January 24, 2018 | ||
5:30 pm | to | 8:30 pm |
145 Straub Hall
1451 Onyx St.
UO campus
Veterans Speak: Identity, Community, Resistance Disruption
Please join us on January 24 (5:30-8:30 pm) in 145 Straub Hall on the University of Oregon Campus for the screening of A Soldier’s Home by U.S. Army veteran and UO doctoral candidate (SOJC) Andrew McLaughlin and Grounds for Resistance by Lisa Gilman, professor of Folklore and English at the University of Oregon and a CSWS faculty affiliate. The documentaries in conversation with one another shed light on the impact of war for U.S.veterans who fought in the conflicts in Iraq and Afghanistan. Both directors will be present for Q & A.
A Soldier’s Home (McLaughlin, 2013)
From May of 2005 to May of 2006, Andrew McLaughlin was deployed to Iraq as an infantryman with the US Army. After seven years of service, two improvised explosive devices, a handful of bullets and a Combat Infantry Badge, he returned home to become a college student.
Told as a retrospective of the filmmaker’s life, A Soldier’s Home is an hour-long auto-ethnographic look into the filmmaker’s personal transition from combat to the homefront. The narrative is assembled through a series of chapters that juxtapose personal memories with popular histories of combat, utilizing comparisons of Hollywood footage, found footage, and a collection from the filmmaker’s personal archive. During the course of the film, the filmmaker also examines personal artifacts including medals, documents, and memories in search of meaning. The narrative serves as a critical alternative to representations of combat veterans from dominant mass media perspectives, and the name is borrowed from a short story by Hemingway that similarly addresses themes of trauma and identity. Acknowledging the film’s ranking amongst other films that represent veterans and military culture, the filmmaker playfully acknowledges the fine-line between exploitation and representation in filmmaking. In a series of reflexive moments, the filmmaker questions the popularity of homogenized representations of veterans, often created by professional filmmakers instead of rank-and-file veterans like himself.

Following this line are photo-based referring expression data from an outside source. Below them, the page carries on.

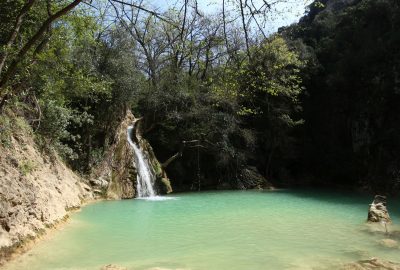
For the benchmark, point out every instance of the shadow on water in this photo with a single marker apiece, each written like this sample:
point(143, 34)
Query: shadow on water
point(337, 196)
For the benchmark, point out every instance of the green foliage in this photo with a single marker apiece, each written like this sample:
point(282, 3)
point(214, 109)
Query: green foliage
point(26, 167)
point(352, 102)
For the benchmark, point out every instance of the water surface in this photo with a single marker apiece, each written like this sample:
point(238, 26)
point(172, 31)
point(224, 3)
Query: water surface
point(216, 230)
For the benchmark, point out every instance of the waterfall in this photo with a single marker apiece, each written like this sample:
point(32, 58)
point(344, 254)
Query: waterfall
point(145, 178)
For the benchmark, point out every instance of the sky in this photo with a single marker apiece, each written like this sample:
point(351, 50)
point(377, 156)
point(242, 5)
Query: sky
point(288, 13)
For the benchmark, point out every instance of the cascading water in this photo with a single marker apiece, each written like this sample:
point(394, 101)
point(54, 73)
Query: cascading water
point(145, 178)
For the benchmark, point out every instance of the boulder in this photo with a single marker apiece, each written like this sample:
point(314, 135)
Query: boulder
point(378, 211)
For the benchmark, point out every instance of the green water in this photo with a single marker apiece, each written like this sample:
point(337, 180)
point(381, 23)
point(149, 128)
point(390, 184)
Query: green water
point(216, 230)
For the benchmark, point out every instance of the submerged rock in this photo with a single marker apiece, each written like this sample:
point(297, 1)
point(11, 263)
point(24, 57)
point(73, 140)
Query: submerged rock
point(113, 267)
point(389, 243)
point(372, 264)
point(378, 211)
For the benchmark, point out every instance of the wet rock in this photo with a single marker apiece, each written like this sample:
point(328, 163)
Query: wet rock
point(378, 211)
point(389, 243)
point(113, 267)
point(372, 264)
point(116, 175)
point(251, 178)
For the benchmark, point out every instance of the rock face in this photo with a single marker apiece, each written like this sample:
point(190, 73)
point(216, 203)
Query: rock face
point(378, 211)
point(115, 177)
point(36, 190)
point(250, 178)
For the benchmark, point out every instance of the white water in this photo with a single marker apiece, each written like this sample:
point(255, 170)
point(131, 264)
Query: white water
point(145, 179)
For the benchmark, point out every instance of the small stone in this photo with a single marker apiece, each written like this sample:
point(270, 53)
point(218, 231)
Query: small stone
point(113, 267)
point(389, 243)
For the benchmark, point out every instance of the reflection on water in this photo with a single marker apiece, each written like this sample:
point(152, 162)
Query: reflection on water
point(219, 230)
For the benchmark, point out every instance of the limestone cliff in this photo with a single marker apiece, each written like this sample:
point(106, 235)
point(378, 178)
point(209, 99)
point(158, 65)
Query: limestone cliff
point(36, 188)
point(115, 177)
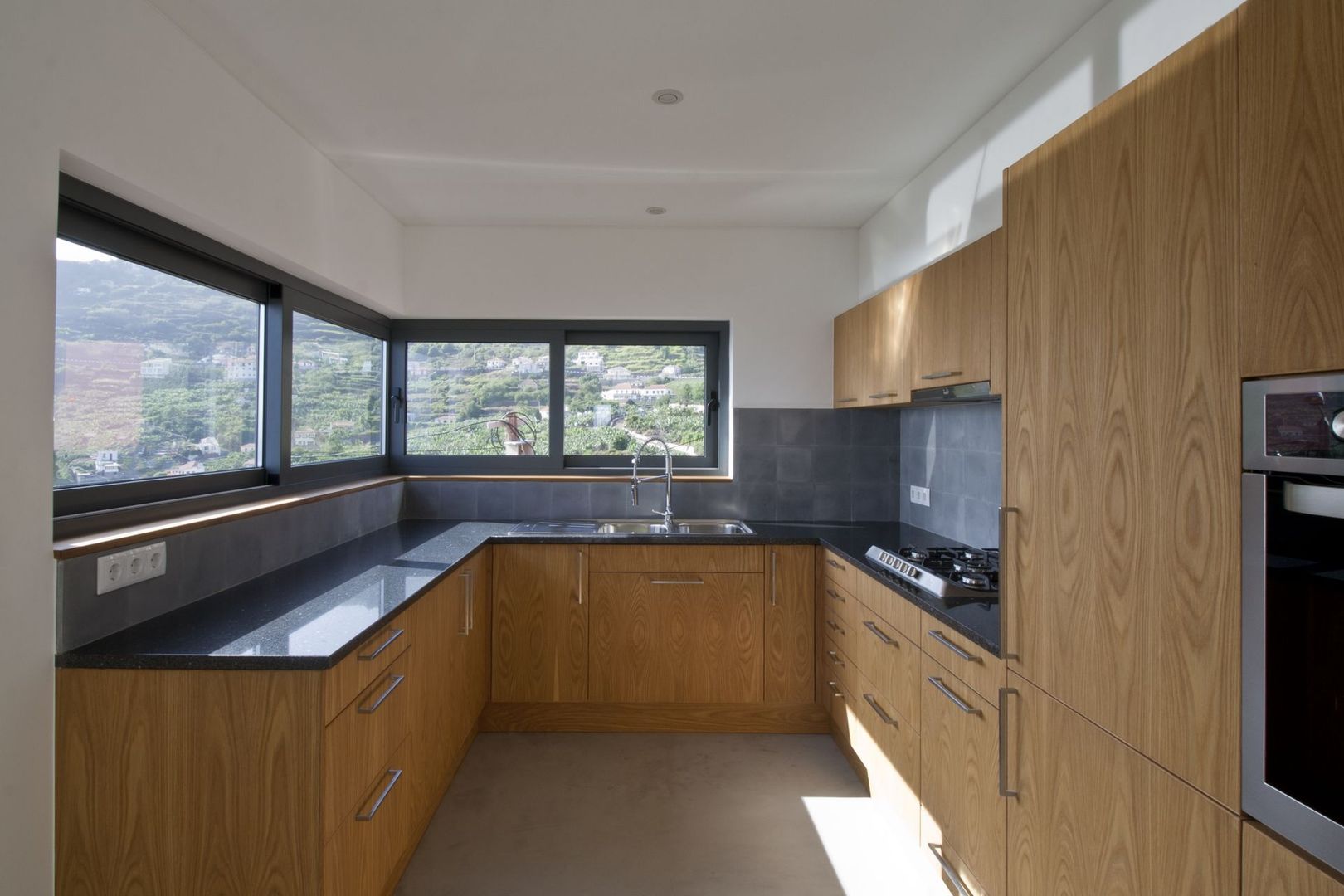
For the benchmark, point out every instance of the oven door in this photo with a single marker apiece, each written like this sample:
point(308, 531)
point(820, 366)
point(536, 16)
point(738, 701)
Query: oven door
point(1293, 659)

Bio: Andrew McLaughlin is a third-year doctoral student in Media Studies at the School of Journalism and Communication at the University of Oregon. His research interests include the practice and theory of documentary filmmaking, alternative media, critical cultural studies, and political economy of communication and media. As a US Army combat veteran, his research often focuses on the representation, commodification, and political economy of military culture in media.

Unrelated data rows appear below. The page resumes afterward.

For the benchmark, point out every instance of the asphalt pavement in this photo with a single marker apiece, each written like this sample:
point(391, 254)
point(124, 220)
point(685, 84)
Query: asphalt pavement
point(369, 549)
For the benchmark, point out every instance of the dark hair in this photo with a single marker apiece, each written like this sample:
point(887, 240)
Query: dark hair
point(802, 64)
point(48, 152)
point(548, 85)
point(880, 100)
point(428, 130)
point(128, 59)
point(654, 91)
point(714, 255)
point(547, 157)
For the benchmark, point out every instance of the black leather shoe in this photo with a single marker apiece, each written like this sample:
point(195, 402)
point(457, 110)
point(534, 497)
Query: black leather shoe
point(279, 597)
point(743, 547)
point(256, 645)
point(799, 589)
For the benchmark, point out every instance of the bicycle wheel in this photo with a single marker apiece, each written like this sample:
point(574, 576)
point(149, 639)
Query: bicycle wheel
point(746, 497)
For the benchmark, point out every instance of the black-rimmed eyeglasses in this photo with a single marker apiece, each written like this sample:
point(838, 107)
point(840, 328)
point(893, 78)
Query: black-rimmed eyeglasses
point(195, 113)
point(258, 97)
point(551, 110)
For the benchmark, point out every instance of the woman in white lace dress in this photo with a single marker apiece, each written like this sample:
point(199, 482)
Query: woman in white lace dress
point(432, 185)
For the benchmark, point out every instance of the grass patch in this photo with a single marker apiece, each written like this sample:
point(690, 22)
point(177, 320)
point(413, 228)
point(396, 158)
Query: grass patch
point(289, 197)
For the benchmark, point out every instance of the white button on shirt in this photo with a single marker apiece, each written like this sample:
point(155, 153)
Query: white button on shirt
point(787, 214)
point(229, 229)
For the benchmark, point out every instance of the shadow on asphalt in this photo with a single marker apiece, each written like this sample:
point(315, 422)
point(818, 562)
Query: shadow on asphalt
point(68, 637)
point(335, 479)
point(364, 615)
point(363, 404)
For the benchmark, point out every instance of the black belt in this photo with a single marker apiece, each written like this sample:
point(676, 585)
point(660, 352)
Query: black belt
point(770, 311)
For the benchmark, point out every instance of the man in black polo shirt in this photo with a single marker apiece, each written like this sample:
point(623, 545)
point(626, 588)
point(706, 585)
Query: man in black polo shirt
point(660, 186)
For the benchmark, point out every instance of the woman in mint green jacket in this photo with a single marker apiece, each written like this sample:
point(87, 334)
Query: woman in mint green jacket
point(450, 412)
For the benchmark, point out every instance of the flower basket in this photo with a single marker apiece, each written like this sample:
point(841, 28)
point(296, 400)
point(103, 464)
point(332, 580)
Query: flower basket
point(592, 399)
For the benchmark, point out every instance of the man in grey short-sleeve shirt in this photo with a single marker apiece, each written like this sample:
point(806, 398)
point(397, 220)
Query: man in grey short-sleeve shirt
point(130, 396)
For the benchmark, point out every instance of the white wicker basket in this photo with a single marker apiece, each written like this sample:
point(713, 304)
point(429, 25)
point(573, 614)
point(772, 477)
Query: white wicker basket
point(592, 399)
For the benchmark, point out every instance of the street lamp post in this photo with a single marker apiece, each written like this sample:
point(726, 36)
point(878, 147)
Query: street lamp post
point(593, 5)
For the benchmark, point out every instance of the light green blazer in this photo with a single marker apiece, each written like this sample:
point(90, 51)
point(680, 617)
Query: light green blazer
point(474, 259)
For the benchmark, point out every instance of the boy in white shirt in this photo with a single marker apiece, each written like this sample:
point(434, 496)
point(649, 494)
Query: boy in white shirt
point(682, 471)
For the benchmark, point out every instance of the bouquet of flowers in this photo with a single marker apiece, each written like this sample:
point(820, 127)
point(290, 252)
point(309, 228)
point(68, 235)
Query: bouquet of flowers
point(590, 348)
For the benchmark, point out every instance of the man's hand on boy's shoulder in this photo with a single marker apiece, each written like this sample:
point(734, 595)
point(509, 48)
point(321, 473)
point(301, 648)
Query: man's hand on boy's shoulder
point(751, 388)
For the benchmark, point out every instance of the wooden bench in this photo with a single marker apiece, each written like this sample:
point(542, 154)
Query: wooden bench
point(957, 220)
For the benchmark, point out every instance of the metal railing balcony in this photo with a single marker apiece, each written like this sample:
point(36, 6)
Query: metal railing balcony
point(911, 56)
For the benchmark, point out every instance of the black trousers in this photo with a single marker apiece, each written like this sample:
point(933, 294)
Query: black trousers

Grounds for Resistance: Stories of War, Sacrifice, and Good Coffee. Distributed by Films Media Group. (Gilman, 2011)
Inspired by the Vietnam-era G.I. coffee house movement, young American veterans of the Iraq and Afghanistan wars opened Coffee Strong near Joint Lewis-McChord Base in November 2008. This non-profit organization and café, where soldiers and veterans drink coffee and discuss politics, provided G.I. rights counseling and directed people suffering from combat stress, military sexual trauma, and medical problems to appropriate resources. At the center of this fifty-minute documentary are the young veterans who ran the non-profit. Their involvement in the military compel them to devote themselves to helping soldiers, veterans, and troops’ families. It explores each one’s stories from their decisions to join the military, memories of deployment, relationships with one another, and how their activist efforts to make a more peaceful and just world help them cope with their own experiences of war.
Bio: Lisa Gilman is Professor of Folklore and English at the University of Oregon. Her research explores the intersections of performance, gender, and politics. Her monographs include My Music, My War: The Listening Habits of U.S. Troops in Iraq and Afghanistan (Wesleyan University Press, 2016), The Dance of Politics: Performance, Gender, and Democratization in Malawi (Temple University Press, 2009), and the co-edited volume (with Michael Dylan Foster) UNESCO on the Ground: Local Perspectives on Intangible Cultural Heritage (Indiana University Press, 2015). Grounds for Resistance is her first documentary film.